Sur la montagne (1851), Louis Janmot
Ayant atteint le sommet du chemin, le couple profite des derniers rayons du soleil dans une posture de repos mérité. Il est ici évoqué le passage de l’enfance à l’âge adulte dans la chasteté des jeunes adultes.
« Enfants, qu’attendez-vous ? c’est l’heure accoutumée
Où, comme des oiseaux retirés dans leurs nids,
Chaque soir sous le toit de la famille aimée
Vous êtes réunis. »
Un soir (1851-1851), Louis Janmot
Alors que la fille soutient le garçon, l’âme s’envole en quittant le monde réel vers les cieux pour vivre pleinement leur amour.
« Sans le savoir, pauvre âme humaine,
Marchez donc jusqu’à ce qu’enfin
La réalité vous rencontre,
Et d’un air dédaigneux vous montre
La tombe en travers du chemin. »
Le Vol de l’âme (1852), Louis Janmot
Saisi d’effroi et guidé par la jeune fille qui écarte les nuages, le garçon monte vers le ciel pour s’élever toujours plus haut.
« L’idéal qui, partout où croisent les épines
Des terrestres douleurs,
Sait jeter des vertus la semence divine
Qui mûrit dans les pleurs. »
L’idéal (1850-1853), Louis Janmot
L’adolescent devenu homme se retrouve seul. Tenant sa croix de Communion, il se confronte à la solitude de la mort de la jeune fille, son amour perdu. Il prie pour entrevoir un espoir.

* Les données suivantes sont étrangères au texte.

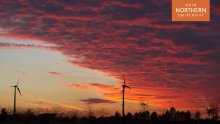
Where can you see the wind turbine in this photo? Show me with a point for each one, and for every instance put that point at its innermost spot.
(15, 89)
(123, 96)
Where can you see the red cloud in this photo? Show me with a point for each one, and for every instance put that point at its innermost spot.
(169, 63)
(56, 74)
(96, 101)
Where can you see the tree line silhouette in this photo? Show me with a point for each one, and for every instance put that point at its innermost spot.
(170, 116)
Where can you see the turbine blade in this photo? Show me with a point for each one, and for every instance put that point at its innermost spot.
(128, 87)
(124, 78)
(19, 91)
(18, 81)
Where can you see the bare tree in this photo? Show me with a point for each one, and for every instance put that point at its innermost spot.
(102, 112)
(144, 106)
(213, 109)
(90, 110)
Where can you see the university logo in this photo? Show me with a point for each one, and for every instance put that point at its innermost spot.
(190, 10)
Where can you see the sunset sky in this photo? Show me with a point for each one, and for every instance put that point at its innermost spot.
(68, 53)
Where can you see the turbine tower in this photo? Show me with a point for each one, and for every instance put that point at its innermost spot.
(123, 96)
(15, 89)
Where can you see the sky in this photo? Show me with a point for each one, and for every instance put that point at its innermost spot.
(69, 53)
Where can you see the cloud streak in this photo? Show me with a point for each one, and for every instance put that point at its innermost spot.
(135, 38)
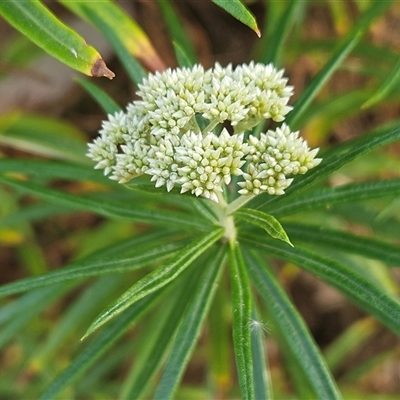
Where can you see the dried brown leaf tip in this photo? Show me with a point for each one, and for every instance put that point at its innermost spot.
(100, 69)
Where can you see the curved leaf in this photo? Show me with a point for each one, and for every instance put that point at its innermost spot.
(292, 330)
(114, 260)
(265, 221)
(158, 278)
(240, 12)
(369, 297)
(101, 343)
(37, 23)
(190, 327)
(125, 35)
(108, 208)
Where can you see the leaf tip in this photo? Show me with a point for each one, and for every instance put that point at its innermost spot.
(100, 69)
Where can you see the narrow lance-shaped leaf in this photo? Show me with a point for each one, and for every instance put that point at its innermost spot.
(242, 304)
(98, 347)
(108, 208)
(190, 327)
(265, 221)
(292, 330)
(158, 278)
(369, 297)
(117, 261)
(36, 22)
(177, 34)
(240, 12)
(160, 335)
(127, 38)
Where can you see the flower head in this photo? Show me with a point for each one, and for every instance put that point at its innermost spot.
(176, 132)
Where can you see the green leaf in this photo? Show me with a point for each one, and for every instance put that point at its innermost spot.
(343, 241)
(158, 338)
(100, 96)
(119, 258)
(390, 83)
(44, 136)
(242, 305)
(331, 162)
(158, 278)
(240, 12)
(344, 48)
(369, 297)
(112, 209)
(75, 316)
(190, 327)
(265, 221)
(37, 23)
(100, 344)
(177, 34)
(292, 330)
(126, 37)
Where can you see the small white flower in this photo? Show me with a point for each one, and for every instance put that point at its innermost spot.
(171, 132)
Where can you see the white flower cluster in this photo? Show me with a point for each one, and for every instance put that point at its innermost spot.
(174, 132)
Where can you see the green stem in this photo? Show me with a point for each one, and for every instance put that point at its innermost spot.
(238, 203)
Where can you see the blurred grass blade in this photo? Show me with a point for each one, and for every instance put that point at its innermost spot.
(190, 327)
(343, 241)
(292, 330)
(38, 301)
(265, 221)
(114, 261)
(331, 162)
(109, 209)
(262, 376)
(47, 137)
(344, 48)
(158, 337)
(350, 341)
(74, 317)
(177, 34)
(240, 12)
(329, 197)
(100, 344)
(271, 45)
(100, 96)
(391, 83)
(158, 278)
(242, 305)
(182, 57)
(365, 294)
(52, 169)
(36, 22)
(125, 35)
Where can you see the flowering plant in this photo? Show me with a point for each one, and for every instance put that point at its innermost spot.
(159, 135)
(214, 208)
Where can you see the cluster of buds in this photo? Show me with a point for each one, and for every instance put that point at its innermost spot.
(177, 132)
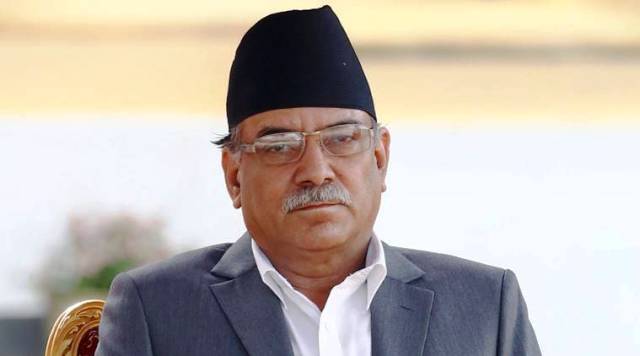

« Que l’idéal enfin, à sa source cherchée,
Emporte votre amour, de la terre arrachée,
Vers cette immortelle patrie,
Où chaque élan du cœur, par la douleur heurée,
Doit remonter plus pur à l’unique beauté
Qui ne peut pas être flétrie ! »
Réalité (1851), Louis Janmot
Au gré de ce cheminement, l’artiste fait montre de sa pensée religieuse et politique. Le Poème de l’Âme est conçu comme un message allant contre les évolutions de la société d’alors, telles que le divorces, l’évolution des valeurs familiales, l’université laïque ou encore le recul de l’importance de l’éducation religieuse.